Want to Fight COVID-19! Shark’s Antibodies may be Useful
“The shark antibodies neutralized the proteins in ways we weren’t expecting.” Surajit Banerjee of Cornell University/NE-CAT.
With exquisite resolution, the advanced photon source’s (APSs’) extremely bright X-ray beams showed that variable new antigen receptors (VNARs), the smallest unit of a shark antibody, can stop COVID-19 virus and its variants.
An antibody, whether human or shark, binds to a virus protein when a part of the molecule called amino acids from the antibody encounters a similar part on the virus protein. In humans, these amino acid components tend to bind to one another only with a flat surface, much like a sticker adhering to a bowling ball. But in sharks, the amino acids of VNARs are tightly bound not only to the flattened parts of the target protein, but also into the deep grooves. This means that shark VNARs can bind tightly and flexibly to the ball’s finger holes, not just sticking to the surface of the ball. This superior molecular capacity means that shark VNARs can access pockets of COVID-19 spike protein that are inaccessible to existing human antibodies.
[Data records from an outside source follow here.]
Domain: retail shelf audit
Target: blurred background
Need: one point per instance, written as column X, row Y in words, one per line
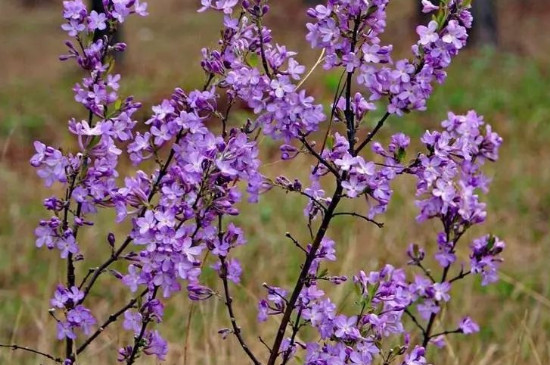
column 505, row 77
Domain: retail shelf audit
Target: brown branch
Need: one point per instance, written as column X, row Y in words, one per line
column 28, row 349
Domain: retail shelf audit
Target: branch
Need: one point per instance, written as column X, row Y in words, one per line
column 28, row 349
column 373, row 133
column 415, row 321
column 288, row 235
column 229, row 305
column 295, row 330
column 303, row 275
column 112, row 318
column 139, row 338
column 460, row 276
column 444, row 333
column 320, row 158
column 379, row 224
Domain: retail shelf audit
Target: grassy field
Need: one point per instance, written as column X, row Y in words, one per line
column 509, row 87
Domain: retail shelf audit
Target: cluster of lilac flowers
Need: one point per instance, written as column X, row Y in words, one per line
column 388, row 298
column 350, row 32
column 178, row 212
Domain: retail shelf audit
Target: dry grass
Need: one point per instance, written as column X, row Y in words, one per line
column 511, row 91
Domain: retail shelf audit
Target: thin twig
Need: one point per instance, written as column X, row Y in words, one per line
column 415, row 321
column 112, row 318
column 229, row 301
column 378, row 224
column 373, row 133
column 28, row 349
column 296, row 243
column 138, row 339
column 320, row 158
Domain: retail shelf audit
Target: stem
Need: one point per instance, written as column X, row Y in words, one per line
column 139, row 338
column 28, row 349
column 303, row 274
column 229, row 304
column 378, row 224
column 415, row 321
column 112, row 318
column 373, row 133
column 444, row 333
column 350, row 115
column 295, row 329
column 321, row 159
column 262, row 48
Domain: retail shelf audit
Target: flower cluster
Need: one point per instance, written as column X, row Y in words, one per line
column 176, row 212
column 350, row 32
column 77, row 316
column 388, row 299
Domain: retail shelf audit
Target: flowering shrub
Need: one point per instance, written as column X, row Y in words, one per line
column 181, row 211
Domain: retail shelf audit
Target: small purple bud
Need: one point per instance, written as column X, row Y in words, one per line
column 111, row 239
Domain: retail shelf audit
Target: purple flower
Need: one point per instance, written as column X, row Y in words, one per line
column 97, row 21
column 132, row 321
column 467, row 326
column 428, row 34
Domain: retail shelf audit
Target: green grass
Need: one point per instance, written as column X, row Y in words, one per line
column 510, row 91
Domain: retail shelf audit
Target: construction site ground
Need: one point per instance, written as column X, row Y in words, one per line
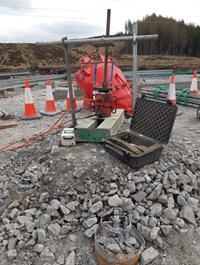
column 180, row 247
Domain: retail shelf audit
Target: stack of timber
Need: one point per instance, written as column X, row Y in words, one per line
column 186, row 99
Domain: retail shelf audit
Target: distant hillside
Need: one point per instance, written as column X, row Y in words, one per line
column 18, row 57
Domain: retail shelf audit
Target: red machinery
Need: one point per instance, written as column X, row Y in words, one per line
column 116, row 93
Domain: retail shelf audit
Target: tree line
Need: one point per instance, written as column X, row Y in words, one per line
column 174, row 37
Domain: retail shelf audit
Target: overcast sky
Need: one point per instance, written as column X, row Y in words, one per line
column 51, row 20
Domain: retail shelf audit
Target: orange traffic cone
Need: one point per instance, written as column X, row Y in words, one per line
column 193, row 87
column 29, row 108
column 68, row 105
column 50, row 107
column 171, row 96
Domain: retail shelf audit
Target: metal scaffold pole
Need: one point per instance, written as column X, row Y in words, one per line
column 69, row 78
column 134, row 62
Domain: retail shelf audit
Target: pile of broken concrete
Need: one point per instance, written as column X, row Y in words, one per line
column 157, row 198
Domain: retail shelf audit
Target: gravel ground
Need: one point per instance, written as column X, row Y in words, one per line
column 76, row 185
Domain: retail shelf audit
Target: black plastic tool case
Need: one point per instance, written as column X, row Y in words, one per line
column 151, row 127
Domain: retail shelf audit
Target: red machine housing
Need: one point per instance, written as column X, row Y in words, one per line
column 90, row 77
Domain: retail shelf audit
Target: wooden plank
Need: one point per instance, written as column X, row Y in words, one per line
column 8, row 125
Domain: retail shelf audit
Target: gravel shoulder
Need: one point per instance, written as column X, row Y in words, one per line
column 84, row 175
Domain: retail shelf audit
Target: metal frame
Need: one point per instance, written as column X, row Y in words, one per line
column 67, row 43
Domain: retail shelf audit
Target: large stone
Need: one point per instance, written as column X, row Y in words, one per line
column 114, row 201
column 184, row 179
column 64, row 210
column 139, row 196
column 149, row 255
column 72, row 205
column 38, row 248
column 30, row 226
column 61, row 259
column 12, row 243
column 91, row 231
column 154, row 232
column 131, row 186
column 41, row 235
column 22, row 219
column 89, row 222
column 55, row 204
column 96, row 207
column 47, row 255
column 43, row 197
column 12, row 254
column 71, row 259
column 156, row 209
column 187, row 214
column 170, row 213
column 54, row 229
column 155, row 193
column 44, row 221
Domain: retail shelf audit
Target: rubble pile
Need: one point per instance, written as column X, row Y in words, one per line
column 74, row 192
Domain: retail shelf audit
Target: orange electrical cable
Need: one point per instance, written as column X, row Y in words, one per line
column 29, row 140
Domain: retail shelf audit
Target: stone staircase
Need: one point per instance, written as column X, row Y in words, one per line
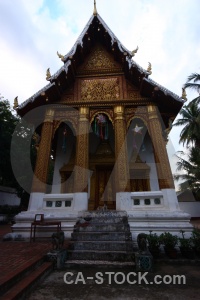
column 24, row 280
column 101, row 236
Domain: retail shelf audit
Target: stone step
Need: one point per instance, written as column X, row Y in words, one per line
column 101, row 227
column 99, row 236
column 102, row 245
column 121, row 256
column 99, row 263
column 24, row 286
column 104, row 220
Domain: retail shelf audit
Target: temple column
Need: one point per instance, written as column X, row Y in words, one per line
column 42, row 162
column 165, row 178
column 81, row 172
column 122, row 177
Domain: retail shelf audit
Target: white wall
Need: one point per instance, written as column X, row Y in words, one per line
column 193, row 208
column 8, row 197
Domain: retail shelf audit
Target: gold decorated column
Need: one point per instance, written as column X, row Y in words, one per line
column 81, row 171
column 121, row 156
column 42, row 162
column 165, row 178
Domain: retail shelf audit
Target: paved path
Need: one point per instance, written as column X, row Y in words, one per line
column 14, row 256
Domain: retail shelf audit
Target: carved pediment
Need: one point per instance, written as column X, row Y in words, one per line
column 100, row 89
column 99, row 60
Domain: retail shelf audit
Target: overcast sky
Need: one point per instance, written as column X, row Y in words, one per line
column 32, row 31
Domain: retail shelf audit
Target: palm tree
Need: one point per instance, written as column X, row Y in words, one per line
column 191, row 122
column 191, row 174
column 195, row 85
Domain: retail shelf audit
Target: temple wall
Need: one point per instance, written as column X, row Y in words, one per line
column 148, row 156
column 61, row 159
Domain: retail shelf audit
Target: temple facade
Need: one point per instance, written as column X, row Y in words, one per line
column 103, row 126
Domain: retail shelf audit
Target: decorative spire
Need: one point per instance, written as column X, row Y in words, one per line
column 61, row 56
column 15, row 103
column 149, row 69
column 134, row 51
column 95, row 8
column 184, row 95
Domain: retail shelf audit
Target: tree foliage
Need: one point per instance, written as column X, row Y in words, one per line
column 190, row 135
column 8, row 122
column 11, row 124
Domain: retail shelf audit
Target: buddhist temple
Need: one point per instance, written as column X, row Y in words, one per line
column 104, row 122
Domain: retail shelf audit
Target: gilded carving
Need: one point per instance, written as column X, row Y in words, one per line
column 121, row 168
column 99, row 59
column 108, row 112
column 66, row 99
column 82, row 159
column 100, row 89
column 41, row 168
column 161, row 158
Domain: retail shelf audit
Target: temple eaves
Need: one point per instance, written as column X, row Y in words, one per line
column 113, row 40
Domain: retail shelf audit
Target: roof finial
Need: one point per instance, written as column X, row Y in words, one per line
column 95, row 8
column 184, row 95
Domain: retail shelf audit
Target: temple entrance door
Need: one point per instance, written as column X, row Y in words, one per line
column 104, row 191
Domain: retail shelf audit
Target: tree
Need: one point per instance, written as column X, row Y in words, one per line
column 190, row 135
column 11, row 124
column 195, row 85
column 191, row 174
column 8, row 123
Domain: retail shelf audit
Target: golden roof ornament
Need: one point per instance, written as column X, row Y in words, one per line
column 184, row 95
column 48, row 74
column 95, row 9
column 134, row 51
column 15, row 103
column 61, row 56
column 149, row 69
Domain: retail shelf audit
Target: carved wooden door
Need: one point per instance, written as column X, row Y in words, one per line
column 105, row 193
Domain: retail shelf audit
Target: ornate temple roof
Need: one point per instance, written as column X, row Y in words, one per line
column 95, row 29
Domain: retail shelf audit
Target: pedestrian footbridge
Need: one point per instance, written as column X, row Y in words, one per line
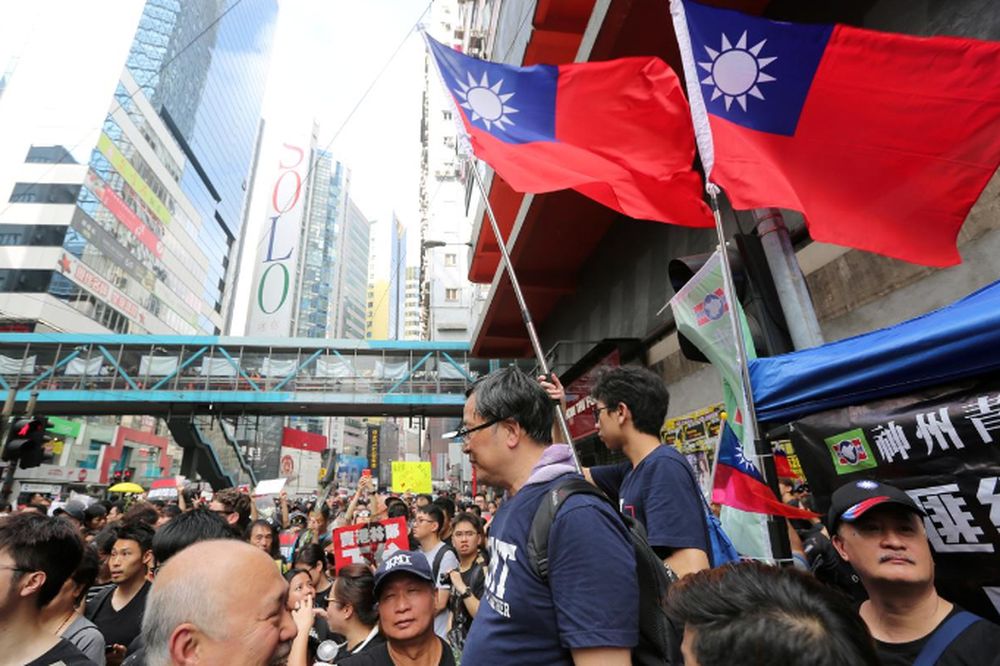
column 197, row 383
column 171, row 376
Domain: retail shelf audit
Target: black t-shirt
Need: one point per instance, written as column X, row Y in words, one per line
column 978, row 645
column 377, row 641
column 122, row 626
column 461, row 621
column 379, row 656
column 62, row 653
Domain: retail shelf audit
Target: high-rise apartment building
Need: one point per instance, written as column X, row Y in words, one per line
column 449, row 297
column 397, row 279
column 412, row 326
column 130, row 227
column 352, row 275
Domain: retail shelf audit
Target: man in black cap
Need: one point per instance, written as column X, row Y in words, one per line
column 404, row 588
column 74, row 511
column 878, row 529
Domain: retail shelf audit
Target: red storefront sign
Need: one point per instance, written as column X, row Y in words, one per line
column 300, row 439
column 124, row 214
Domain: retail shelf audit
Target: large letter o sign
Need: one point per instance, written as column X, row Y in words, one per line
column 263, row 284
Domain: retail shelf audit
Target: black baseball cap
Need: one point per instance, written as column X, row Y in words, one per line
column 403, row 561
column 73, row 508
column 854, row 499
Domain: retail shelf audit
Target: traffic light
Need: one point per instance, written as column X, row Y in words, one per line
column 754, row 290
column 26, row 443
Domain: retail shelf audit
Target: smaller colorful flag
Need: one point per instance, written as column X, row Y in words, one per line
column 738, row 483
column 782, row 466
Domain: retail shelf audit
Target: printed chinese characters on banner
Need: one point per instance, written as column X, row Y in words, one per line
column 941, row 447
column 365, row 543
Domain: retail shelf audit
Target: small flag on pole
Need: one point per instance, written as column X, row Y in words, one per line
column 701, row 313
column 883, row 141
column 738, row 483
column 618, row 132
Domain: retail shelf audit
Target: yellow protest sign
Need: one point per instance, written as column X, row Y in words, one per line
column 414, row 477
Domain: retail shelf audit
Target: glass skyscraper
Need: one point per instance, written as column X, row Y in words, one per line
column 160, row 197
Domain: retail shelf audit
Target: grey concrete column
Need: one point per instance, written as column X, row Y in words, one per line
column 789, row 281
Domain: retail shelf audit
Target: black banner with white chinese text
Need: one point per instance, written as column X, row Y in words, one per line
column 942, row 446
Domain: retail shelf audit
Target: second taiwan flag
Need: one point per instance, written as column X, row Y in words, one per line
column 883, row 141
column 618, row 132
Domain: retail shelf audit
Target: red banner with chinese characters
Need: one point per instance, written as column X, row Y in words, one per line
column 578, row 401
column 300, row 439
column 365, row 543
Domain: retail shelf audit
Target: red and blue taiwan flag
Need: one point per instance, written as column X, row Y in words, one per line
column 618, row 132
column 738, row 483
column 883, row 141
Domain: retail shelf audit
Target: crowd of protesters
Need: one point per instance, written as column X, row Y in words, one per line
column 227, row 580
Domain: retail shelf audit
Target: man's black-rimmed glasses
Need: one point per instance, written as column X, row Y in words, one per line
column 463, row 433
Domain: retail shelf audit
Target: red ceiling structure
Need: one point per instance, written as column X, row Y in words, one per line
column 560, row 230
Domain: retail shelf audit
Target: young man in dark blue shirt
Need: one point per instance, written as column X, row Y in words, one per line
column 656, row 485
column 587, row 612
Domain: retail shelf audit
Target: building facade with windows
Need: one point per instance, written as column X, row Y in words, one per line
column 122, row 190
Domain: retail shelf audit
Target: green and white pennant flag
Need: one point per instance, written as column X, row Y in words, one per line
column 701, row 313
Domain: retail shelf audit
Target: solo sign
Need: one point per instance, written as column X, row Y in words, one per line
column 272, row 306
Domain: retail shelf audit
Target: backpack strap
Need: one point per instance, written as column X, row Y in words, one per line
column 545, row 514
column 943, row 636
column 94, row 607
column 438, row 558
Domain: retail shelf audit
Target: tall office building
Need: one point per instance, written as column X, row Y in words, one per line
column 397, row 279
column 352, row 274
column 130, row 228
column 412, row 326
column 318, row 265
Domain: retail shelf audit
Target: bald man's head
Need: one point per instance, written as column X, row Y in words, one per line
column 218, row 602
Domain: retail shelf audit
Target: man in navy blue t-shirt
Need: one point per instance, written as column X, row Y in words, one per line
column 587, row 613
column 656, row 485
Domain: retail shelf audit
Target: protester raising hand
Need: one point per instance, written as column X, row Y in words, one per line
column 301, row 594
column 303, row 616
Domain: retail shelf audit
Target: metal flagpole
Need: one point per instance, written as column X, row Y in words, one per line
column 525, row 314
column 780, row 547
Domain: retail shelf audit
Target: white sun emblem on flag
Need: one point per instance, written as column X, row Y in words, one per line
column 735, row 71
column 486, row 102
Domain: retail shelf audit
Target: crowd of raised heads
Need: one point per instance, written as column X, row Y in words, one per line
column 111, row 581
column 617, row 565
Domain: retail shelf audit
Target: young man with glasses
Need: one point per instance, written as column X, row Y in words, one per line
column 37, row 555
column 234, row 507
column 655, row 485
column 587, row 610
column 440, row 557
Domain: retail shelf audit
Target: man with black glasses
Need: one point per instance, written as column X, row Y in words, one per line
column 440, row 557
column 655, row 485
column 585, row 613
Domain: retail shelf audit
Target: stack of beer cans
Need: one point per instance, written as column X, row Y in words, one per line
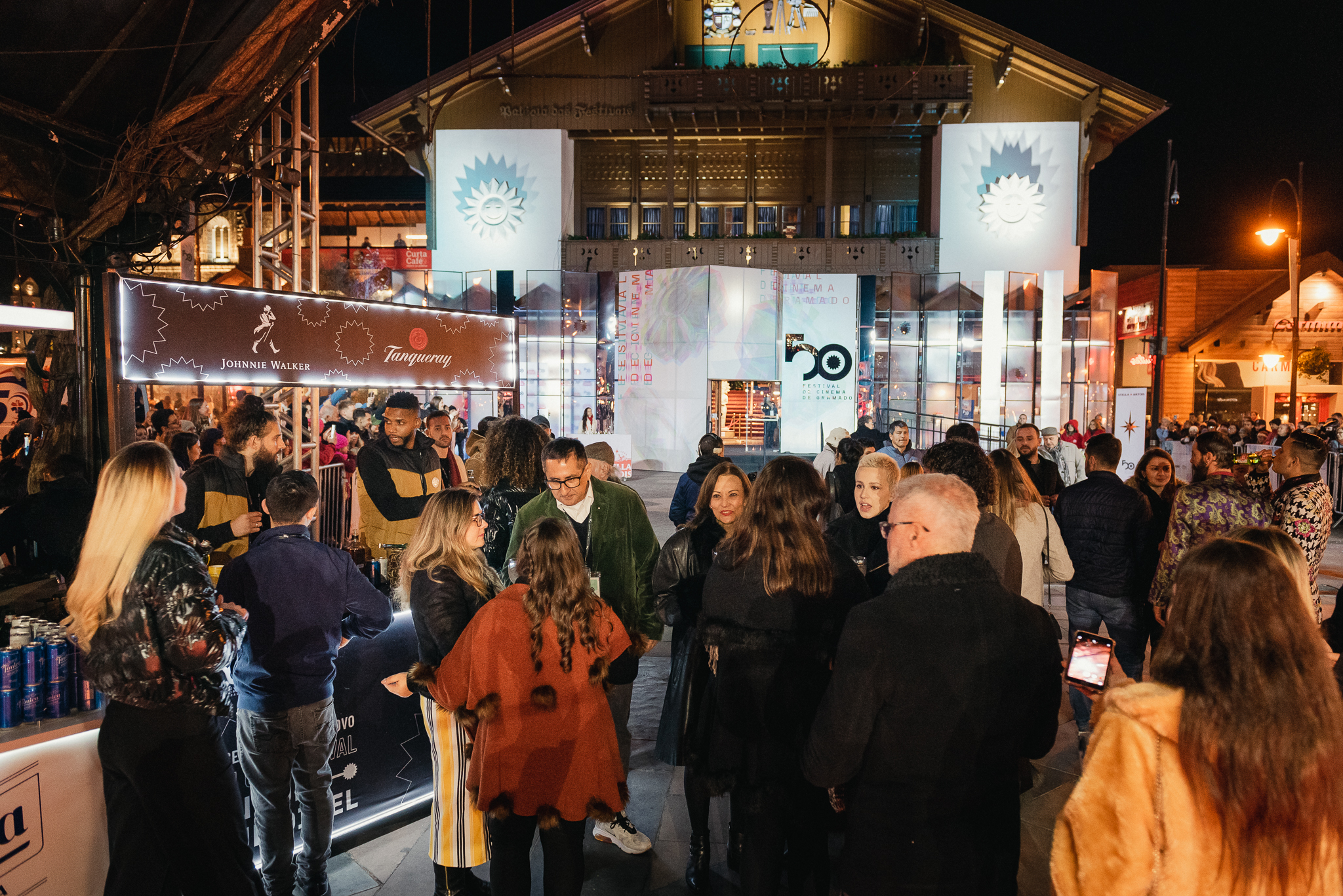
column 39, row 674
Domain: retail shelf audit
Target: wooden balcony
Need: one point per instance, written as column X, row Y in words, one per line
column 932, row 89
column 838, row 256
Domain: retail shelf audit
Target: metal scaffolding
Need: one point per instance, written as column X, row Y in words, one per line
column 285, row 208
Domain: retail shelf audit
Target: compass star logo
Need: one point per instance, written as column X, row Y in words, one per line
column 1012, row 203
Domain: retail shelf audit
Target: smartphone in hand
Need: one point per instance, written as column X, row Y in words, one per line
column 1089, row 661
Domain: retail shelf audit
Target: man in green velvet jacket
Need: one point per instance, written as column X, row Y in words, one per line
column 618, row 543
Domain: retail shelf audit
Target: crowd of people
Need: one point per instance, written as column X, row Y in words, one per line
column 860, row 642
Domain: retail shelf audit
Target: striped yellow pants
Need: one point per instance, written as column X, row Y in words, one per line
column 457, row 833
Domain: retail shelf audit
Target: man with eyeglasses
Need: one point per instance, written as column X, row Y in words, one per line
column 940, row 686
column 621, row 551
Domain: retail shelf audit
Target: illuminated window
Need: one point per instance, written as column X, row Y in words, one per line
column 652, row 222
column 710, row 222
column 597, row 222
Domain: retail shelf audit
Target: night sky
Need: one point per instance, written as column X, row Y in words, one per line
column 1252, row 90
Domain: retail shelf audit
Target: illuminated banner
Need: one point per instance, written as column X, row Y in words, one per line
column 820, row 315
column 184, row 332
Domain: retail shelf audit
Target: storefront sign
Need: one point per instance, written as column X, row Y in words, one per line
column 184, row 332
column 820, row 316
column 1131, row 427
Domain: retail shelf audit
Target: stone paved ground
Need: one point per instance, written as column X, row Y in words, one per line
column 397, row 863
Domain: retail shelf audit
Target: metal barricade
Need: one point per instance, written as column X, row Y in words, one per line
column 333, row 505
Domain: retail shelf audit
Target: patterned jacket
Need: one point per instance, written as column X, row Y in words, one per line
column 1304, row 509
column 1204, row 511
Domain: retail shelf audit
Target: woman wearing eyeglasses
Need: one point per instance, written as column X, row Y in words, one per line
column 443, row 570
column 774, row 605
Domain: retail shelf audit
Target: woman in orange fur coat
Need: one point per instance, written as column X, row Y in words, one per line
column 528, row 674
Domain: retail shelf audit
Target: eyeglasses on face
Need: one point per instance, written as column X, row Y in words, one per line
column 887, row 527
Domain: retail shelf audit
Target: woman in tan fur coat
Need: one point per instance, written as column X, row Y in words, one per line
column 1224, row 774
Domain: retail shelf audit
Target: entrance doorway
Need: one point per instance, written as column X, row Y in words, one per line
column 744, row 414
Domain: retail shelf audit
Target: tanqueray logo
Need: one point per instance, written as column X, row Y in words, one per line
column 492, row 198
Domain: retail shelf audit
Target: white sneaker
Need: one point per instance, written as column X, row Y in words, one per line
column 624, row 834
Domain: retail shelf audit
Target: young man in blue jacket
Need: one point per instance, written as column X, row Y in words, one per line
column 304, row 601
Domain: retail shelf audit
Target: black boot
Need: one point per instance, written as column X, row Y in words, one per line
column 697, row 864
column 458, row 882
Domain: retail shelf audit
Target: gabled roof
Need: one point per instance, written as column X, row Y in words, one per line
column 1263, row 297
column 1119, row 107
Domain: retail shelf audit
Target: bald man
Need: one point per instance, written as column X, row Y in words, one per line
column 940, row 684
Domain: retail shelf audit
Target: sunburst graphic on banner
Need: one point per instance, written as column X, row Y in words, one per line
column 353, row 343
column 159, row 332
column 180, row 368
column 1012, row 203
column 316, row 313
column 446, row 319
column 206, row 300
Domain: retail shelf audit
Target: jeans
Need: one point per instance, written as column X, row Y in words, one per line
column 175, row 819
column 275, row 747
column 620, row 697
column 511, row 863
column 1085, row 612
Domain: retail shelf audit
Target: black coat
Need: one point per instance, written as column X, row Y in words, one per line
column 441, row 612
column 860, row 537
column 1103, row 523
column 940, row 686
column 774, row 664
column 170, row 646
column 679, row 591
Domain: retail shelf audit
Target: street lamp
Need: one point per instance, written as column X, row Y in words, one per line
column 1270, row 234
column 1158, row 341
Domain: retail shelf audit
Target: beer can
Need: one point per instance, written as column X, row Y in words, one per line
column 11, row 669
column 31, row 661
column 58, row 661
column 34, row 700
column 55, row 699
column 88, row 695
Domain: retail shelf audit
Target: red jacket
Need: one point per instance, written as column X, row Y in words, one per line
column 544, row 741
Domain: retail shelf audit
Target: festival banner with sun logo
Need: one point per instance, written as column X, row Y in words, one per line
column 501, row 199
column 1009, row 199
column 184, row 332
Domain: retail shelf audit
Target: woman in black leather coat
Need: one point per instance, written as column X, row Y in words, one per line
column 448, row 581
column 775, row 601
column 679, row 589
column 143, row 608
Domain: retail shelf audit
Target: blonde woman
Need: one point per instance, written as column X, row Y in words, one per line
column 143, row 609
column 445, row 574
column 858, row 532
column 1018, row 504
column 1281, row 546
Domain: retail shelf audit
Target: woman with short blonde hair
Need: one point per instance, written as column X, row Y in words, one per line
column 445, row 575
column 143, row 609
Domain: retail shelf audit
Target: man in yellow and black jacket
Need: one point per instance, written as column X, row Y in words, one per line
column 397, row 475
column 225, row 492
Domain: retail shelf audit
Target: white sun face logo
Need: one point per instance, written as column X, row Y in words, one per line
column 1012, row 203
column 493, row 208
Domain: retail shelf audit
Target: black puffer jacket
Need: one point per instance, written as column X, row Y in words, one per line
column 441, row 612
column 170, row 646
column 679, row 594
column 1103, row 523
column 860, row 537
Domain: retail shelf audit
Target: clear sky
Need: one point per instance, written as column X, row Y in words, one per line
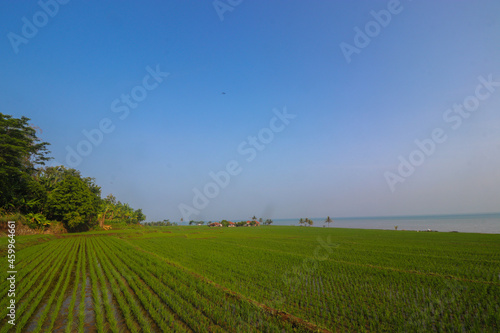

In their study, the researchers tested three shark VNARs against COVID-19 virus. They used the Northeastern Collaborative Access Team (NE-CAT) beamlines 24-ID-C and 24-ID-E at the APS to observe the crystal structures of the samples.
“Structurally, it was surprising that the two VNARs had such different modes of recognition of the virus spike protein,” said Banerjee, a staff scientist at NE-CAT. ”The shark antibodies neutralized the proteins in ways we weren’t expecting.”
Functionally, however, shark VNARs have proven to be very stable, similar to the current treatment for COVID-19 disease, and capable of resisting its variants. This could help develop new therapies for COVID-19 variants such as Delta and Omicron.
VNARs have also pledged to be a treatment for other known beta coronaviruses and future diseases. They can identify and bind parts of identical amino acids in different coronaviruses.
The small size of VNARs, their regression, and their low cost availability are reasons why researchers believe there is still much to learn from the study of shark adaptive immune systems. It may even be possible to create VNAR “cocktails” to treat COVID-19 infection, either by those who are already infected or who are immediately at high risk for infection. Such treatment does not replace the vaccine, but it can be an effective tool for ill patients.
“The crystallography studies at APS allowed us to make reliable conclusions about the nature of the VNAR-spike interactions,” said Prof. Aaron LeBeau of the University of Wisconsin. ”That will pave the way for the next phases in development of VNAR therapy for COVID-19.”